Lingkungan tanpa sanitasi yang baik rata-rata menjadi penyebabnya. Penyakit yang biasa menyerang warga di daerah banjir antara lain infeksi yang berasal dari bakteri dan virus di air kotor dan endapan lumpur yang masuk ke pemukiman dan rumah. Begitu juga udara lembab gampang tercemar virus yang cepat berkembang biak.

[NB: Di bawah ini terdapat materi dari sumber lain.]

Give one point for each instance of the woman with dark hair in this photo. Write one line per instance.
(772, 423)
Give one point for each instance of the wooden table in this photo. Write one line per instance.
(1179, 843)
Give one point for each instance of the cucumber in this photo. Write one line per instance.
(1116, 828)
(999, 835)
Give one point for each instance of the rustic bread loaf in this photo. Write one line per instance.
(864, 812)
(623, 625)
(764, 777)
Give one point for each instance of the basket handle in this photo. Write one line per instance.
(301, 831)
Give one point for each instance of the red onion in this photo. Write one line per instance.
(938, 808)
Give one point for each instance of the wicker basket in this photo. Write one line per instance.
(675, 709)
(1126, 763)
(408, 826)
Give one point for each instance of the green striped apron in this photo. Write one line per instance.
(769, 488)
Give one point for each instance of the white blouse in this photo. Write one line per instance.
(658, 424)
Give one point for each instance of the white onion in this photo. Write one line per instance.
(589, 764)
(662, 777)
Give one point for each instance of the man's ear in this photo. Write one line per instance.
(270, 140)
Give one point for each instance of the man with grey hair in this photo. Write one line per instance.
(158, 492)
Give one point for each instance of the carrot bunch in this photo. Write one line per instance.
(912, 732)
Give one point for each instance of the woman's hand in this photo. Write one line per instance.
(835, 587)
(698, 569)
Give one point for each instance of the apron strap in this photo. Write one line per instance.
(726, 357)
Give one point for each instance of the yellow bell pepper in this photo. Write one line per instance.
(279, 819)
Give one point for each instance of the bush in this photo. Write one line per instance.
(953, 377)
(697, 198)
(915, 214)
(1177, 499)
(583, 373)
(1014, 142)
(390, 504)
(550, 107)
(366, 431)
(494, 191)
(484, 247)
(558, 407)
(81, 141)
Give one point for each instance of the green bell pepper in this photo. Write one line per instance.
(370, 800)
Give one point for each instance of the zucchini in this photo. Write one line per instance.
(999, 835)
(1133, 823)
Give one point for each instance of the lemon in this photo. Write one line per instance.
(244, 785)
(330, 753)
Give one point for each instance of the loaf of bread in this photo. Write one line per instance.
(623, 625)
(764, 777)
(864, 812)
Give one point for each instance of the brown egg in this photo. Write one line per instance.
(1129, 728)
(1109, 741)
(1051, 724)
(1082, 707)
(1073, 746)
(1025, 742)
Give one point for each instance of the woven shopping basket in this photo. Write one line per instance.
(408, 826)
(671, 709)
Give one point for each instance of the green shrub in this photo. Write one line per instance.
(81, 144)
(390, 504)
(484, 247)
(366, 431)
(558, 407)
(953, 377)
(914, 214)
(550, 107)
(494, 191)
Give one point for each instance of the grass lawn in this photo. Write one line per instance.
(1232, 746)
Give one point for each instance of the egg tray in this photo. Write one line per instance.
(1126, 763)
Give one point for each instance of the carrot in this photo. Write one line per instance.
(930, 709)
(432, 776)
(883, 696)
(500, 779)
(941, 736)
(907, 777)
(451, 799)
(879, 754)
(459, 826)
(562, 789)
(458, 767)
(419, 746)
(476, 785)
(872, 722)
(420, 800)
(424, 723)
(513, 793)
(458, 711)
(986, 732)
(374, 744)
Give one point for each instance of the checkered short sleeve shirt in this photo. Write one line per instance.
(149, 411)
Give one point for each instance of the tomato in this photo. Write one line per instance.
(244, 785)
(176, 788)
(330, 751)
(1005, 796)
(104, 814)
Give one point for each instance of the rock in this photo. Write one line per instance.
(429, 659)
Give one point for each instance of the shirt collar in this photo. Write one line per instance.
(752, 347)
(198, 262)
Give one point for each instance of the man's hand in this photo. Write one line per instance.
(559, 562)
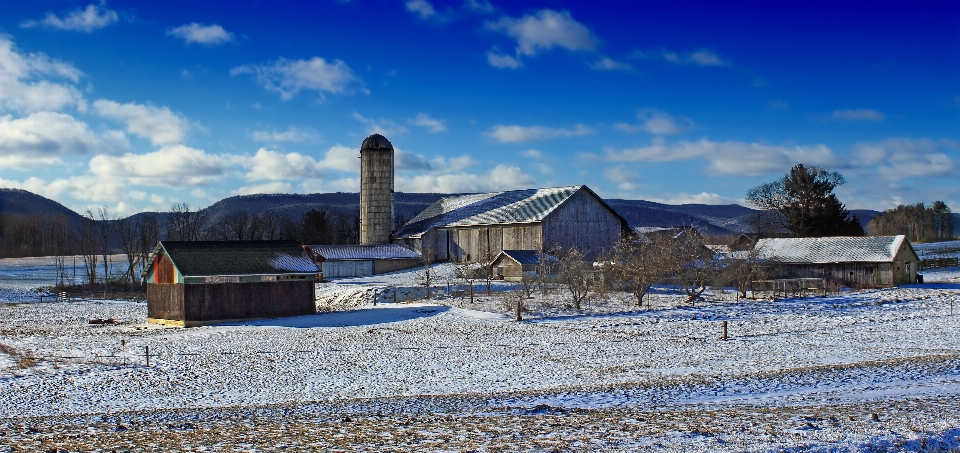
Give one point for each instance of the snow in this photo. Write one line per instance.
(796, 374)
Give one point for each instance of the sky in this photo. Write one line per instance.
(136, 106)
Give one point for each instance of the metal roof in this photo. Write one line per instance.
(363, 252)
(874, 249)
(515, 206)
(210, 258)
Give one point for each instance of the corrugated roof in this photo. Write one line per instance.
(363, 252)
(515, 206)
(209, 258)
(875, 249)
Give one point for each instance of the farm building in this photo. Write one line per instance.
(206, 282)
(512, 264)
(479, 226)
(362, 260)
(867, 261)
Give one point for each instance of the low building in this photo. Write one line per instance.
(362, 260)
(194, 283)
(865, 261)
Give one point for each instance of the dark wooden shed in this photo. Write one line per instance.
(194, 283)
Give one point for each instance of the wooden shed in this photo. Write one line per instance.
(866, 261)
(194, 283)
(477, 227)
(362, 260)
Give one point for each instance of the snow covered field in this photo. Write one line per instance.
(875, 370)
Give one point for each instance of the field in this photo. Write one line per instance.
(874, 370)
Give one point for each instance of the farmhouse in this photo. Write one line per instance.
(207, 282)
(479, 226)
(867, 261)
(362, 260)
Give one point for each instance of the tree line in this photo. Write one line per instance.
(918, 222)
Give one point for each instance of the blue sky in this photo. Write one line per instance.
(139, 105)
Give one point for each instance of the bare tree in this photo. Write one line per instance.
(573, 275)
(636, 265)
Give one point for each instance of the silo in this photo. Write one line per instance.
(376, 190)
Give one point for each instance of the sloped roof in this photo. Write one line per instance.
(363, 252)
(209, 258)
(515, 206)
(523, 256)
(871, 249)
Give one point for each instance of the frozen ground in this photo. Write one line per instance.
(875, 370)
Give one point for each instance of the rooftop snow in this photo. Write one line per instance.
(831, 249)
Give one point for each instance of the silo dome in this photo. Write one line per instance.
(376, 142)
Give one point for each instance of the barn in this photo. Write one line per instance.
(477, 227)
(362, 260)
(866, 261)
(194, 283)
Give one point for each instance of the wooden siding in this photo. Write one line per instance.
(582, 222)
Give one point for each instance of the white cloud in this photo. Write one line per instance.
(381, 126)
(658, 123)
(421, 7)
(91, 18)
(435, 125)
(730, 157)
(502, 61)
(608, 64)
(501, 177)
(697, 58)
(544, 30)
(532, 154)
(158, 124)
(45, 137)
(201, 34)
(292, 134)
(898, 159)
(171, 165)
(288, 77)
(857, 115)
(517, 134)
(21, 86)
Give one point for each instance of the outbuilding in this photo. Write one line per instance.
(865, 261)
(194, 283)
(362, 260)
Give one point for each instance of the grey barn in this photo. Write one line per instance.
(478, 227)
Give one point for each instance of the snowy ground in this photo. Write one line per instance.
(876, 370)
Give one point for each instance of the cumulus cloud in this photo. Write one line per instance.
(658, 123)
(158, 124)
(201, 34)
(381, 126)
(171, 166)
(93, 17)
(898, 159)
(518, 134)
(501, 61)
(544, 30)
(292, 134)
(730, 157)
(44, 137)
(608, 64)
(289, 77)
(423, 120)
(501, 177)
(22, 81)
(696, 58)
(857, 115)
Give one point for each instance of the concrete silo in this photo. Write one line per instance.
(376, 190)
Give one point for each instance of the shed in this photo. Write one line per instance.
(194, 283)
(477, 227)
(866, 261)
(512, 264)
(362, 260)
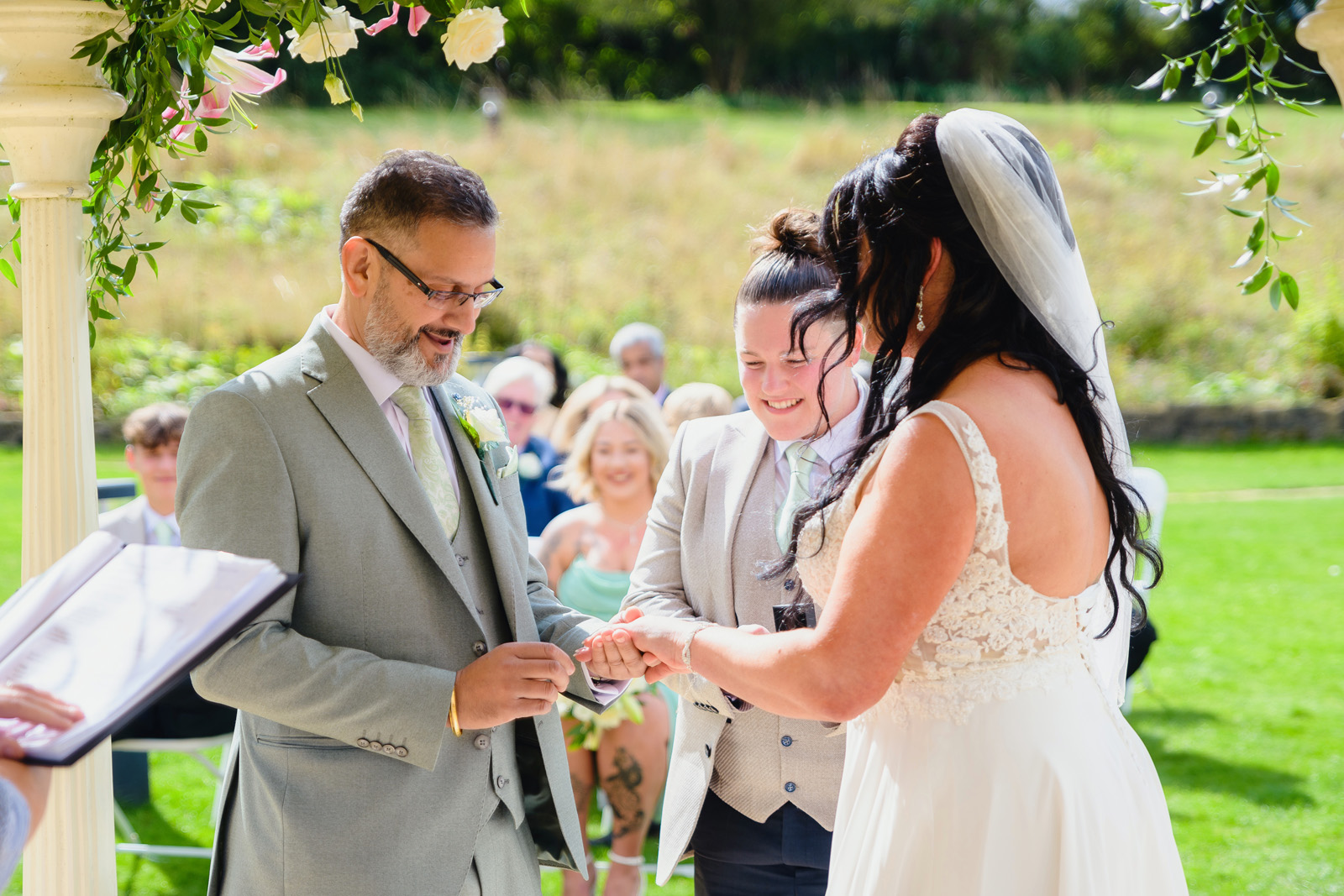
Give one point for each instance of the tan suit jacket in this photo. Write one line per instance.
(346, 777)
(710, 527)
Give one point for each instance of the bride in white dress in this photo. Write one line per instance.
(968, 555)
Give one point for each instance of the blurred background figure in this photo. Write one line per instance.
(586, 398)
(694, 401)
(589, 553)
(24, 789)
(551, 360)
(640, 351)
(152, 436)
(523, 387)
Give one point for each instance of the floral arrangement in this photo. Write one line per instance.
(183, 85)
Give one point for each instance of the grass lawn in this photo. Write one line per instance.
(1242, 716)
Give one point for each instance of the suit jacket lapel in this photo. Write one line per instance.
(343, 398)
(737, 477)
(499, 535)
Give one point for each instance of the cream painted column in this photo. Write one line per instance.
(1323, 31)
(53, 113)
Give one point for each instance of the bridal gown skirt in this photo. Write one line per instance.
(1046, 793)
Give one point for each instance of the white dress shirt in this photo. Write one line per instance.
(154, 520)
(831, 448)
(382, 385)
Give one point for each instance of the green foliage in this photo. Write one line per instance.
(1249, 43)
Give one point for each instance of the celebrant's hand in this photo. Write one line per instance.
(511, 681)
(615, 658)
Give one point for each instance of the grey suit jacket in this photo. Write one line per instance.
(710, 524)
(344, 777)
(127, 521)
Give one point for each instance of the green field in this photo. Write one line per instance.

Ancaman yang patut diwaspadai antara lain demam tifoid (tipes), kolera, diare, leptospirosis (infeksi akibat virus leptospira yang dibawa tikus), hepatitis A,demam berdarah dan malaria. Dengan kondisi cuaca ekstrim tersebut, virus dan bakteri gampang menginfeksi tubuh. Ditambah lagi biasanya daya imun tubuh menurun di saat-saat banjir.
Untuk mencegah penyakit yang membahayakan dan berujung kehilangan nyawa ini, masyarakat perlu menjaga pola makan yang sehat, bergizi sekaligus terjamin kebersihannya. Sementara itu, usai banjir lingkungan harus segera dibersihkan. Penggunaan disinfektan juga diperlukan, sehingga perabot, lantai rumah yang habis tergenang tidak menjadi sumber penularan kumat pembawa penyakit. Usahakan air bekas banjir tidak meninggalkan genangan kembali, sehingga tidak menjadi media perkembangbiakan nyamuk Aedes Aegipty
Selain itu, masyarakat perlu juga mengontrol kesehatan secara berkala. Apabila terdapat gejala yang mencurigakan pada anggota keluarga, maka saatnya mengunjungi petugas medis untuk mendapatkan kepastian dan penanganan yang tepat.